Genetics and Race
Genetics and Race
A SHARED BIOLOGY
Despite our physical differences, every human being is constructed of the same elements:
  • We each have approximately 60,000,000,000,000 (60 trillion) cells in our bodies.
  • We each have approximately 593 miles of blood vessels in our bodies through which 5.5 liters of blood flows.
  • We each have 206 bones in our bodies and 48 square feet of skin.
HUMAN DIVERSITY
Human beings are more diverse than any species on the planet. Certain differences are cultural; for example, we speak different languages, we practice different customs, and we dress differently. These differences, though, can be bridged easily; after all, people can learn a foreign language, adopt new customs, and change their clothing styles. Other differences, however, are biological; for example, our skin color, facial features, and hair type. These inherited differences cannot be changed easily. Historically, these and other physical differences were used to classify humans into separate racial groups. Unfortunately, some people thought that racial distinctions reflected group differences in moral character and intelligence. These ideas led to racial prejudice.
IS RACE AN ILLUSION?
Beginning in the 1970s, scientists rejected the idea that humans could be divided into racial groups based solely on observable traits, such as skin color and facial features. Instead, they recognized that biological similarities and differences between human groups are determined by genetic information transmitted from generation to generation through DNA molecules found in chromosomes.

Every cell in your body has a nucleus (the command center) with 46 chromosomes-23 from your father and 23 from your mother. Each chromosome contains DNA, a chemical strand of genes that acts like the body's instruction manual, directing each cell's development. For example, there are genes that determine height, eye color, hair color, nose shape, skin color, and hundreds of other physical characteristics.
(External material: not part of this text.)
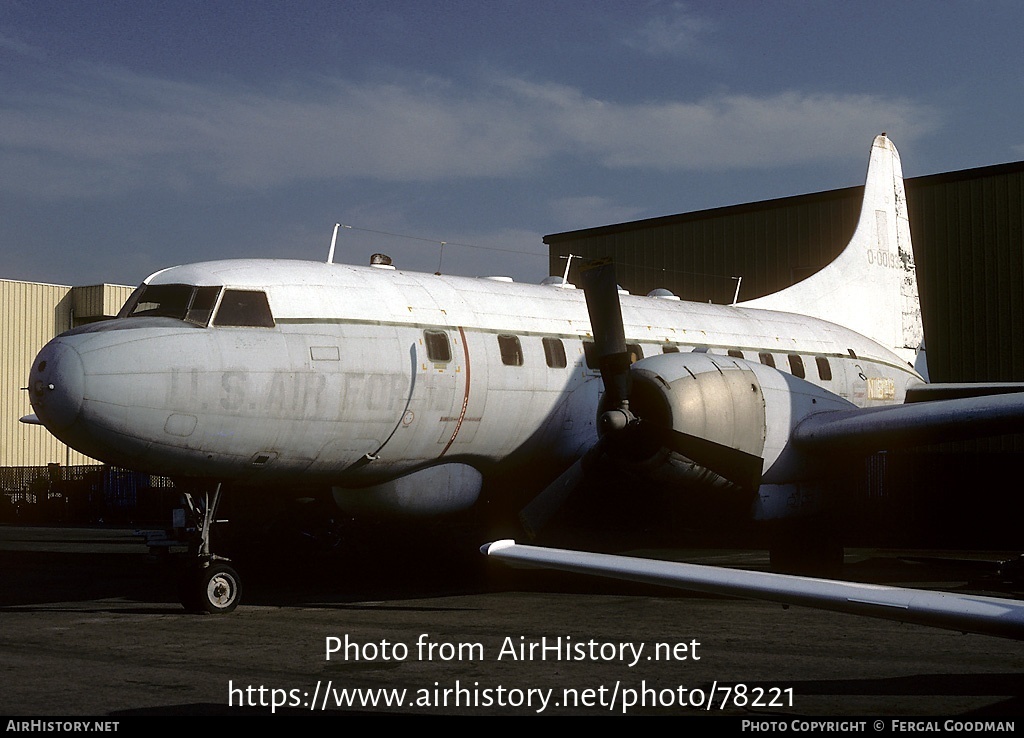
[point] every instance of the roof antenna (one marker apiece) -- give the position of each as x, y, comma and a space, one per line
440, 258
334, 241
Of the 100,000 genes in each cell in the human body, only six control the chemical responsible for skin color. This means the genes responsible for the hereditary differences between the traditional races are extremely few when compared with the vast number of genes common to all human beings regardless of the race to which they belong.

SPIRITUAL DNA
Geneticists confirm that the DNA of any two humans is 99.9 percent the same; and yet, in a world with six billion people, no two look or act alike. Centuries before scientists discovered that there is an underlying unity amidst the diversity of humanity, Judaism taught this eternal truth. Bereishit (Chapter 1, verse 27) describes that all humans are made betzelem Elokim, in the image of God; in other words, we share the same spiritual DNA. And yet, the mishnah, Sanhedrin 4:5, recognizes that God is also responsible for the glorious diversity of humankind: “…But the Ruler of Rulers, the Holy One…has stamped every person with the seal of Adam, the first person, and yet not one of us is like our fellow.”